Jun 5, 2006 11:59 am

Ready


Not only do I agree and have a practice like Malcolm but later in life you can sell your business or bring one of your children in. Or you can stay at Jones and have some snot nosed GP's nephew take over your hard work. Again your hard work not your biz! You might get a nice crystal vase after 30 years of their bull.

Jun 5, 2006 12:35 pm





Hadn't even given that much thought, but you are right on.  This
gets better with every post.  I noticed that there are not many
EDJ brokers out over 10 years.  Now I know why.  

Jun 5, 2006 1:26 pm

I got out late last summer and am on pace to do close to $200K this year, after doing about $350K in my previous life.  The sad difference is, I'm also on pace to net about $130K, which is more than I was making at my previous employer when I was grossing $350K.

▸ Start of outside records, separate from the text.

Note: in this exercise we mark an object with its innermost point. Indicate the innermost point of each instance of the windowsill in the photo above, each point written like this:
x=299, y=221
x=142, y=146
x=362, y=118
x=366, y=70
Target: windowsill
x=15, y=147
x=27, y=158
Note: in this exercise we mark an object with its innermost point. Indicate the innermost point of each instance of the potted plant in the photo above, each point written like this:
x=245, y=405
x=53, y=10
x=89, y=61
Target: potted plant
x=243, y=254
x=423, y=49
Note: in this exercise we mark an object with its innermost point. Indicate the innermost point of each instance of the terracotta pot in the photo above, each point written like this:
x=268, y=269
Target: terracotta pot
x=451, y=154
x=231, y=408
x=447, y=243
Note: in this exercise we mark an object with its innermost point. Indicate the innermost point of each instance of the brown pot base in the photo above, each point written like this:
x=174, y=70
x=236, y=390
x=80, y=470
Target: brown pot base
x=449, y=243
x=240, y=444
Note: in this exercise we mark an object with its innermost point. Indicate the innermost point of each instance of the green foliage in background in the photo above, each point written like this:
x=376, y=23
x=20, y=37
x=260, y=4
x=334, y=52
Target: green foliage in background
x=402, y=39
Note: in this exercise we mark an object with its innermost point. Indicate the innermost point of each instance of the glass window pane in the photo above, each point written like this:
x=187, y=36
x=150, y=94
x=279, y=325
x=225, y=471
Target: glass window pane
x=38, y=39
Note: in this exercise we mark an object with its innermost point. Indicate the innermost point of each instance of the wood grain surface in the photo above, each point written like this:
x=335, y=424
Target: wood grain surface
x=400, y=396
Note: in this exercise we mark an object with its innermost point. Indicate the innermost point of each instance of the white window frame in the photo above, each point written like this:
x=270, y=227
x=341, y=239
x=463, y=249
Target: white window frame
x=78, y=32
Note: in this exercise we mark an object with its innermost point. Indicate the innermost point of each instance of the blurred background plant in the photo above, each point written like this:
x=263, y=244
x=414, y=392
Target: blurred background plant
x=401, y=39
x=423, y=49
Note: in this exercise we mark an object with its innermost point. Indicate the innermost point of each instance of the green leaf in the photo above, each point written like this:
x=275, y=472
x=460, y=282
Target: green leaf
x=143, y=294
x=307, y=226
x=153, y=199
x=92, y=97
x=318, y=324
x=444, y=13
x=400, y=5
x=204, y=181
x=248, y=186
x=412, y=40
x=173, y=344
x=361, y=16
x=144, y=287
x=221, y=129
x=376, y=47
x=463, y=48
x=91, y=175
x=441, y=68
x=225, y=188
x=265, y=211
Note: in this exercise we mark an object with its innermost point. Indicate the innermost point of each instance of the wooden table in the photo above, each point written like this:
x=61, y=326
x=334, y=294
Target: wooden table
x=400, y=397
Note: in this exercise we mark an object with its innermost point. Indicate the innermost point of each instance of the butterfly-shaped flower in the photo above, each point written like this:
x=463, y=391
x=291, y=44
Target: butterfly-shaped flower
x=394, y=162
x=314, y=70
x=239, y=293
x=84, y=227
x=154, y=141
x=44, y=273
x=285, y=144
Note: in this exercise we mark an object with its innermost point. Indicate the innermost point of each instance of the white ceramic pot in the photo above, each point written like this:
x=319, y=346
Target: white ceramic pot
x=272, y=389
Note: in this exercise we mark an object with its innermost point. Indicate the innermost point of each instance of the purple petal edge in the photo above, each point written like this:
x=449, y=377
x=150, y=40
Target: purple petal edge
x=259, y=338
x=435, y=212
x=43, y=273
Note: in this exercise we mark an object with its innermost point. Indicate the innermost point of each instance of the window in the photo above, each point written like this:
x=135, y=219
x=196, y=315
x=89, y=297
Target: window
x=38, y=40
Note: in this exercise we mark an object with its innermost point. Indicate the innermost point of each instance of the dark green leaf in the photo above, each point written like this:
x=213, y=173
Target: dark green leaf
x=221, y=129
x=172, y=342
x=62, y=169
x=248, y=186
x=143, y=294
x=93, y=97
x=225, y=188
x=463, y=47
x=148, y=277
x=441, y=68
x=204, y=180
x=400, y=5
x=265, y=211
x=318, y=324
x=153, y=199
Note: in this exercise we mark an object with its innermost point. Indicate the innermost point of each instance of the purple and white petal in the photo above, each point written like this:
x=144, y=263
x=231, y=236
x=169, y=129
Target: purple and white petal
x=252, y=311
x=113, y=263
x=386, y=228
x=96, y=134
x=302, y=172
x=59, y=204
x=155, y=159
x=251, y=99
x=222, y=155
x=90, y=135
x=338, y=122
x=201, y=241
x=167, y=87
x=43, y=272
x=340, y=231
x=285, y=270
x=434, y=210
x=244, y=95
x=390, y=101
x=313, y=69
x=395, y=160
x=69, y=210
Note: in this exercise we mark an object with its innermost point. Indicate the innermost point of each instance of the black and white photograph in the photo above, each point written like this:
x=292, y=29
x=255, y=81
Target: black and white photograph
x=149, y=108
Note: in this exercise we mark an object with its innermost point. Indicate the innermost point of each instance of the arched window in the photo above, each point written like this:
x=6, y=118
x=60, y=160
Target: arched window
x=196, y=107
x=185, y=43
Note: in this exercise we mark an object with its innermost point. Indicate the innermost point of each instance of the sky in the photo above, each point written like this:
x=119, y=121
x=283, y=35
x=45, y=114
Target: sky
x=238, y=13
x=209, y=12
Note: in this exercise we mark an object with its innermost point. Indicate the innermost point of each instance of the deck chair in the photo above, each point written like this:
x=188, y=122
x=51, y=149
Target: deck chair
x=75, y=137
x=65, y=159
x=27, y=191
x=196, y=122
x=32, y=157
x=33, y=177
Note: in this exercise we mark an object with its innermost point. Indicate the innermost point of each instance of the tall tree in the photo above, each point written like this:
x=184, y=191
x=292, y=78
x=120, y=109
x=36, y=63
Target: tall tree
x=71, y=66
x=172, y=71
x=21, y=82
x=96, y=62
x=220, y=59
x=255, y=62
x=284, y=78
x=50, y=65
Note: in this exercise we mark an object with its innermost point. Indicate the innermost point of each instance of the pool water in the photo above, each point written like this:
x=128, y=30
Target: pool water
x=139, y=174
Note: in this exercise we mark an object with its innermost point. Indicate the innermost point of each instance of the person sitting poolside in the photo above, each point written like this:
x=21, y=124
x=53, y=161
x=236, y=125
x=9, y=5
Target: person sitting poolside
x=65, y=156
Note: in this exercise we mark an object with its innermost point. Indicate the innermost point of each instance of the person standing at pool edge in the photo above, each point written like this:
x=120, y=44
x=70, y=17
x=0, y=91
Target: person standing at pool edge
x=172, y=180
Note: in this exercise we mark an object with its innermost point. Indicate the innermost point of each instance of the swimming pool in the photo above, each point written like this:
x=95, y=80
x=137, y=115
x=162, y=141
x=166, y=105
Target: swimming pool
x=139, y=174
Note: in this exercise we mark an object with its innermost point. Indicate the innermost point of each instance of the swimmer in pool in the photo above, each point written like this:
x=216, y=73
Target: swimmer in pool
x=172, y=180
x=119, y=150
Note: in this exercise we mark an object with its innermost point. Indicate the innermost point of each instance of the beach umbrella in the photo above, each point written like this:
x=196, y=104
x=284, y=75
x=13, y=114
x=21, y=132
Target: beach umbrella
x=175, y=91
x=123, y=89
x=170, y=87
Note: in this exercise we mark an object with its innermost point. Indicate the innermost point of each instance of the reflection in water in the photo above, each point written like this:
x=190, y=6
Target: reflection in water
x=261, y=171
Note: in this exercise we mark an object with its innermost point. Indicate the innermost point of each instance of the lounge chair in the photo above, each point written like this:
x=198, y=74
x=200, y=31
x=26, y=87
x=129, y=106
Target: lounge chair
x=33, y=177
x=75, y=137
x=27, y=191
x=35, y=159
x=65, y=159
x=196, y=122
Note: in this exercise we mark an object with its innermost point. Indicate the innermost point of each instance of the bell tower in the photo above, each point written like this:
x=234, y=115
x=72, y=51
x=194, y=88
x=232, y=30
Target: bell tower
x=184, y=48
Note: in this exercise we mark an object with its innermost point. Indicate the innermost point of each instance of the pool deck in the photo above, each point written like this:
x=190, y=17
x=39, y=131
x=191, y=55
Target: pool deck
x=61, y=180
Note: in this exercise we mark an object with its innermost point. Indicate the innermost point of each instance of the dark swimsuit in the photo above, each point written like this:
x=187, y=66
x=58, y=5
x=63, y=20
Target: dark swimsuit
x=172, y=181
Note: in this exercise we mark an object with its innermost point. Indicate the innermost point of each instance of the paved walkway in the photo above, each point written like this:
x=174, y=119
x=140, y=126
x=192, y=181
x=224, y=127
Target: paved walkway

Sure there is less comraderie as an indy, which is why I suppose that I post on these forums, but overall, there is no question that I'm happier, less stressed, and already doing better financially.  I didn't really anticipate the last part this soon, and it really wasn't a priority when I made my decision, but it sure is nice icing on the cake.  No doubt my clients are also better off as they are sure enjoying the FDIC insured (to $1,000,000) cash account paying 4.75%, which is just the latest in a long line of significant improvements they are seeing.

Jun 5, 2006 1:34 pm

I did $14k in April... my take home was $3300.  Nice....
Makes the decision VERY easy.  I can't understand why someone
would say I'm not "big enough" to go Indy yet.  Why get big and
THEN move? 



Oh, Indy:

$14,000 gross

$8k take home after expenses.



Done.

Jun 5, 2006 1:50 pm

You might have a good point. I have heard almost everyone who is Indy say "I wish I would have done it sooner"- never have I heard "I should have waited, I wasn't ready."  In fact I know two guys who jumped out and are doing quite well. One NEVER sent out an announcement that he left, he just called folks he really wanted- the rest came by word of mouth.


Keep your overhead low and avoid partnerships.

Jun 5, 2006 1:59 pm

Thanks Muny, but why "avoid partnerships"?  This is a definate
possibility for me and would love to understand your thoughts. 
Sharing economies of scale sure would help keep expenses low.  How
did you structure yourself?  

Jun 5, 2006 2:19 pm
Ready2Jump:

Thanks Muny, but why "avoid partnerships"?  This is a definate possibility for me and would love to understand your thoughts.  Sharing economies of scale sure would help keep expenses low.  How did you structure yourself?  


Partnerships strictly for expense-sharing are OK.  What I would avoid is a partnership where you share the clients and/or fees/commissions...that's where the real problems can start.  A 50/50 partnership where you split the rent, utilities, etc. down the middle should work OK...at least for awhile.  If you share an assistant, have the assitant track time spent for each rep and allocate that expense based on hours.  Get your own stuff as much as possible (supplies, office furniture, etc.) to avoid any hint of unfairness.  Eventually, most partnerships fall apart because of perceived inequities.  If that happens, pre-plan the divorce and agree on how you split things up before you aren't talking anymore...kind of like a pre-nup.

Jun 5, 2006 3:01 pm

Indyone says it all- I am sole proprietor. Remember what Skeedaddy said, part of the reason he went back into captivity was a failed partnership that left him holding  the "enchillada".  If you DO get into partnership- make sure you can take the whole load if you need to.